Yes but this is done by the browser (not your app) and once you select
the file the browser even removes all folder related info so once you JS
app gets the info back it just gets the file content and name (and
possibly mime type).

> * I can download a file from a website and save it on my computer, navigating to a folder on whatever drive I like.
Again the browser handles that - you can't do it from JS direct.

> * But I can't just select a folder?

Not at the moment. Main reason is that it's not a common nor useful
feature for the web apps.
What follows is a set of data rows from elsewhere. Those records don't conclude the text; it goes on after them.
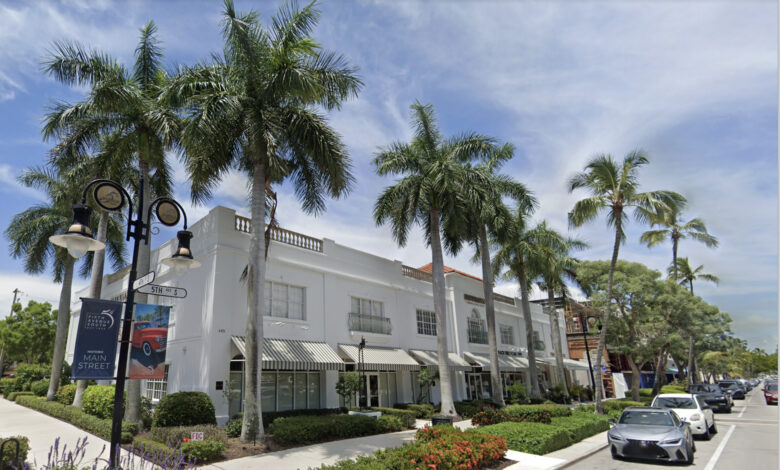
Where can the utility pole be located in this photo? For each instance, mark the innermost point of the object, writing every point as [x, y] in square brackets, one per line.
[2, 348]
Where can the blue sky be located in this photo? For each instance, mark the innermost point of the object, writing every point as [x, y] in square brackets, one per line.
[692, 83]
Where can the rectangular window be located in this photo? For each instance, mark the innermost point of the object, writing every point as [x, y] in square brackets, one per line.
[426, 323]
[507, 334]
[284, 300]
[156, 389]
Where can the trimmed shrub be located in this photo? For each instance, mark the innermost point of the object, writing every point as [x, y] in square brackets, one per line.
[203, 451]
[184, 409]
[9, 452]
[40, 387]
[407, 417]
[532, 438]
[66, 394]
[173, 435]
[310, 429]
[98, 400]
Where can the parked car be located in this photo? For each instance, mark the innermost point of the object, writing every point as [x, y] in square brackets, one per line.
[651, 434]
[692, 409]
[737, 391]
[714, 396]
[770, 393]
[149, 338]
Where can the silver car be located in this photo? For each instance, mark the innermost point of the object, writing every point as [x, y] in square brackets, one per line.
[651, 434]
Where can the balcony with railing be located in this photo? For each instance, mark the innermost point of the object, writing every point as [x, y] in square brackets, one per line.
[370, 324]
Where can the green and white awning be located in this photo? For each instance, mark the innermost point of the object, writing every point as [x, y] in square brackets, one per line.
[293, 354]
[378, 358]
[431, 359]
[506, 363]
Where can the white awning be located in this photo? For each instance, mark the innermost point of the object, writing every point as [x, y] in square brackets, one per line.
[506, 362]
[431, 359]
[378, 358]
[294, 354]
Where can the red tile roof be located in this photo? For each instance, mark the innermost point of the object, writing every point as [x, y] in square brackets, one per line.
[428, 268]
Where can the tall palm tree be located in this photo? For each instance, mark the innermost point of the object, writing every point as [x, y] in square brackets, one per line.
[254, 109]
[614, 188]
[560, 266]
[126, 105]
[29, 233]
[428, 193]
[523, 252]
[484, 192]
[676, 230]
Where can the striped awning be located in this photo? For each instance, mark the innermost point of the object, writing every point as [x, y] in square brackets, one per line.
[431, 359]
[378, 358]
[505, 362]
[294, 354]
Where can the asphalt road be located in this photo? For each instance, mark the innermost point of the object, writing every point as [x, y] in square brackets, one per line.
[746, 439]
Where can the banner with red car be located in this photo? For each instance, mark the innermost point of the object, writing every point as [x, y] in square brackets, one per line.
[149, 342]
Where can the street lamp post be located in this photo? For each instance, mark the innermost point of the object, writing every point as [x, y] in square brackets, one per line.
[78, 239]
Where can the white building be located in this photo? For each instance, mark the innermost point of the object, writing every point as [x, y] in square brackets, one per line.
[321, 299]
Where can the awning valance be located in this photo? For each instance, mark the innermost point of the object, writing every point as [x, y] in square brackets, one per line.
[377, 358]
[431, 359]
[506, 363]
[294, 354]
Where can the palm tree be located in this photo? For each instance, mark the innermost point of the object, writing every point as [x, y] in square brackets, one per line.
[253, 109]
[432, 175]
[523, 252]
[126, 105]
[675, 230]
[559, 268]
[488, 215]
[614, 187]
[29, 233]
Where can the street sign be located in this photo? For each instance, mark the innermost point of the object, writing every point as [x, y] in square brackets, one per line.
[142, 281]
[165, 291]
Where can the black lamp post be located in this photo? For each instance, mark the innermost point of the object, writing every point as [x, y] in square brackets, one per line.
[78, 239]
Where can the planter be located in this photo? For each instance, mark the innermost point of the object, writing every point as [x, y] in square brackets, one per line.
[437, 420]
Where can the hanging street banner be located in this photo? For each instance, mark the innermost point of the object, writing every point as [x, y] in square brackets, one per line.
[149, 342]
[94, 356]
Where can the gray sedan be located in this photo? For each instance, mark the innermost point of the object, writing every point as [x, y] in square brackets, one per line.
[652, 434]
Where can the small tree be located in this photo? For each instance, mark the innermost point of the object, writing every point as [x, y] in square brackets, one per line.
[348, 386]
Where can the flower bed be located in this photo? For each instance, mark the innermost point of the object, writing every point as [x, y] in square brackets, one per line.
[439, 447]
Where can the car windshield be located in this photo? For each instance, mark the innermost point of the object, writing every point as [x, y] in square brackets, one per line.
[674, 402]
[649, 418]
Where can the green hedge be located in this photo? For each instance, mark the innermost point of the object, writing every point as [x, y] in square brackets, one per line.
[310, 429]
[7, 461]
[78, 418]
[184, 409]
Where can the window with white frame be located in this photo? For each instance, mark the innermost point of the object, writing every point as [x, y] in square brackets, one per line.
[426, 322]
[368, 307]
[284, 300]
[156, 389]
[507, 334]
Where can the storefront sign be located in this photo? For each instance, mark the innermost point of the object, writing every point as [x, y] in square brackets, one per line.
[94, 355]
[149, 342]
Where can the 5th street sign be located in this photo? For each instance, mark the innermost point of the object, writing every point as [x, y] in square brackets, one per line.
[142, 281]
[165, 291]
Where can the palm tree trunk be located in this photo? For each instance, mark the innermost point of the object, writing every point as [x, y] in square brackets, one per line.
[63, 317]
[440, 308]
[252, 428]
[133, 405]
[95, 288]
[607, 313]
[636, 378]
[490, 314]
[534, 391]
[556, 337]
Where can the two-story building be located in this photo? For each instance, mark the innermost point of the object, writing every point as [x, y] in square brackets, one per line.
[321, 299]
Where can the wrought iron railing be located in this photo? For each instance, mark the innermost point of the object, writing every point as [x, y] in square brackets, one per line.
[370, 323]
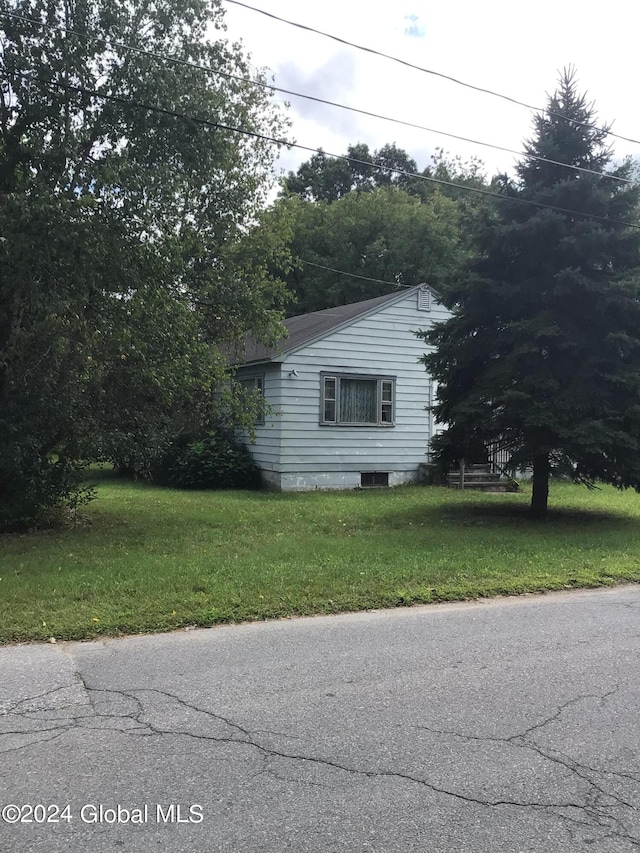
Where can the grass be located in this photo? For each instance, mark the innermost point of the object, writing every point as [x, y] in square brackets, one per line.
[155, 559]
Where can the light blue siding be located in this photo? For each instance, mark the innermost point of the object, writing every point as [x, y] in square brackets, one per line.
[266, 449]
[305, 454]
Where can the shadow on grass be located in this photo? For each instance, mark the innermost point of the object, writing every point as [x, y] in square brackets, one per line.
[515, 513]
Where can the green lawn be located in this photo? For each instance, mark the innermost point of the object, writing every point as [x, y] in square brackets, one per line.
[154, 559]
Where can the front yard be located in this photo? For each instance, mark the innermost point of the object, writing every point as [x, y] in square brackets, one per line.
[152, 559]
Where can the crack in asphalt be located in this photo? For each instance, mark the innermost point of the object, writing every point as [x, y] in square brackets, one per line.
[594, 811]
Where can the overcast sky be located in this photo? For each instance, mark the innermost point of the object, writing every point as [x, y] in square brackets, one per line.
[509, 46]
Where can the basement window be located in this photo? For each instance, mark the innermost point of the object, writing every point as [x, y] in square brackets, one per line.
[370, 479]
[255, 386]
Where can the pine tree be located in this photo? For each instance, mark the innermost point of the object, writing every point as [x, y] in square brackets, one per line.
[542, 353]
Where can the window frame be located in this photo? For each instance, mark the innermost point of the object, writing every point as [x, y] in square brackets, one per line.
[382, 405]
[258, 382]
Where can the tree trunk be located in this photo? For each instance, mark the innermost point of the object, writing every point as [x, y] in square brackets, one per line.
[540, 496]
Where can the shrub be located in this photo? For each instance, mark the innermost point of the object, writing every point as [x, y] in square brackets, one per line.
[216, 460]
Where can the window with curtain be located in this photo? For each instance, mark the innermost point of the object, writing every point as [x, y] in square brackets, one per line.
[364, 400]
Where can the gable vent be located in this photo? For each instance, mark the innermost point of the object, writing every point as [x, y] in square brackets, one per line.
[424, 299]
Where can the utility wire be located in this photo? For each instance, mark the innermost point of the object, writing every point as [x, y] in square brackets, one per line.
[353, 275]
[197, 66]
[426, 70]
[284, 142]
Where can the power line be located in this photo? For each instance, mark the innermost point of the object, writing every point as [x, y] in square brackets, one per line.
[427, 70]
[271, 87]
[353, 275]
[386, 169]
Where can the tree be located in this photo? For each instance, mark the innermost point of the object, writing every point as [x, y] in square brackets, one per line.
[326, 178]
[385, 234]
[132, 256]
[542, 352]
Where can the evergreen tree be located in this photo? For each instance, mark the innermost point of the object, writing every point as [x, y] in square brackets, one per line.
[542, 353]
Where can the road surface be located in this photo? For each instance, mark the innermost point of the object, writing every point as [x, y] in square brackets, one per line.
[505, 726]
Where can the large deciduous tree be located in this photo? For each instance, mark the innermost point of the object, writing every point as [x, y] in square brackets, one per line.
[542, 353]
[130, 255]
[384, 238]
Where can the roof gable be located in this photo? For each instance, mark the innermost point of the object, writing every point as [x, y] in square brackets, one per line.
[307, 328]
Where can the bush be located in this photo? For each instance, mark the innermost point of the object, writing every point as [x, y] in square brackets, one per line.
[214, 461]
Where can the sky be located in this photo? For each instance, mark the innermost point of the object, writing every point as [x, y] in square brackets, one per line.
[511, 47]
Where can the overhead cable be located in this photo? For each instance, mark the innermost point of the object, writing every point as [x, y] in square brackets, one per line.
[271, 87]
[426, 70]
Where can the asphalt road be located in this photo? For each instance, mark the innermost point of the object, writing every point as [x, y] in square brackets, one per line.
[504, 726]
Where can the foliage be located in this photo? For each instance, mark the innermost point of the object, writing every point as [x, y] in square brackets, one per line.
[216, 460]
[542, 353]
[385, 234]
[326, 178]
[157, 559]
[381, 221]
[134, 252]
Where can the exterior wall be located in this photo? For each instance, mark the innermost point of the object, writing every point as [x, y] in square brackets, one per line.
[316, 456]
[266, 448]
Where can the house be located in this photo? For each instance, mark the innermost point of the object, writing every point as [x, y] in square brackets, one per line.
[347, 395]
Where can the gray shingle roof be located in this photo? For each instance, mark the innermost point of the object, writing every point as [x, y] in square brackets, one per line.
[309, 327]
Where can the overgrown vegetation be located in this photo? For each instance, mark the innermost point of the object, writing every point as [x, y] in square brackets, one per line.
[214, 460]
[542, 353]
[154, 559]
[134, 246]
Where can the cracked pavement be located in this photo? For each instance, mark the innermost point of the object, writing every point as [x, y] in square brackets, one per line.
[499, 726]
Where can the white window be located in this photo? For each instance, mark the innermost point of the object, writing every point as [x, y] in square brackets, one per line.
[255, 385]
[357, 400]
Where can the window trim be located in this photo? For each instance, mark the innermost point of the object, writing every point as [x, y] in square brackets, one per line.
[258, 382]
[338, 377]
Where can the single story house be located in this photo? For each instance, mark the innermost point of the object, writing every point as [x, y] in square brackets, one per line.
[348, 398]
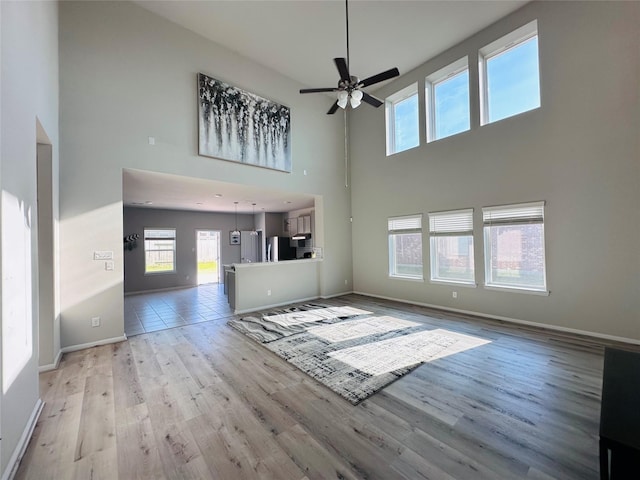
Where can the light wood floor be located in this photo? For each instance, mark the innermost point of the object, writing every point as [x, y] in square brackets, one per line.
[202, 401]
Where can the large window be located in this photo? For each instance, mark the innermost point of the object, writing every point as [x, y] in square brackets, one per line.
[514, 246]
[159, 250]
[447, 95]
[405, 247]
[402, 120]
[451, 238]
[509, 75]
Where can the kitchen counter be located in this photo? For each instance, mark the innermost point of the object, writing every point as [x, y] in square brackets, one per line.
[268, 284]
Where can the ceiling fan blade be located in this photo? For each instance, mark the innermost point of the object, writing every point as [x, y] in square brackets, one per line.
[318, 90]
[343, 69]
[371, 100]
[381, 77]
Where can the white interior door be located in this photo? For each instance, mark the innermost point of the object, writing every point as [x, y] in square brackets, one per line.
[208, 256]
[248, 247]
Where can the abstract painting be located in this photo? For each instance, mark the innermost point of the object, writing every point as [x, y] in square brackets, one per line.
[242, 127]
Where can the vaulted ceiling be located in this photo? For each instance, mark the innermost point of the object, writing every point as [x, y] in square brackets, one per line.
[299, 39]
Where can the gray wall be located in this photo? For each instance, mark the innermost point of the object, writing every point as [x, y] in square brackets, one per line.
[29, 100]
[127, 74]
[186, 223]
[579, 152]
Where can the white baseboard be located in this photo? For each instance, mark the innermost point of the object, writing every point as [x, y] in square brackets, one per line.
[157, 290]
[18, 453]
[336, 294]
[51, 366]
[82, 346]
[547, 326]
[274, 305]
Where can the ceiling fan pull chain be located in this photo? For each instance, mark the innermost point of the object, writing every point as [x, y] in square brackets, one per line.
[346, 6]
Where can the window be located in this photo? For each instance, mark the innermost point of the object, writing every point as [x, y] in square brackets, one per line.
[159, 250]
[447, 94]
[451, 237]
[405, 247]
[514, 246]
[402, 120]
[509, 75]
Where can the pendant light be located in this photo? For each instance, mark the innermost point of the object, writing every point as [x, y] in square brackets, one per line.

I do realize it's important to you but in
general JS apps can't do anything with it (even if they knew the folder
there would be no way to read or even list files) and it's of course
platform specific (windows and linux paths are different and on mobile
device this might not even be supported to be being with).

HTML5 is adding a FileSystem API but i believe it's again special
sandboxed version and not full file system.

If you need it today AND your customers run IE AND you can have them
allow scripts to run you could look into Windows Script Host to
accomplish this.

Using something like this :
http://www.zhihua-lai.com/acm/vbscript-browse-for-folder-using-shell-application-object/

and then WSH access would be similar to the way ShellEecute discussion
went here:

http://www.elevatesoft.com/forums?action=view&category=ewb&id=ewb_general&msg=3636&page=1

I have not tried but the other issue will be getting the path back.

Other options are custom browser extension that you could access (but
you'd have to write it and would work with that browser only) or
embedded Flash or Java applet (would need runtimes again for those).

Raul

Tue, Oct 1 2013 9:34 PMPermanent Link

Steve Gill

Avatar

Hi Raul,

Makes sense.  Thanks for the detailed explanation.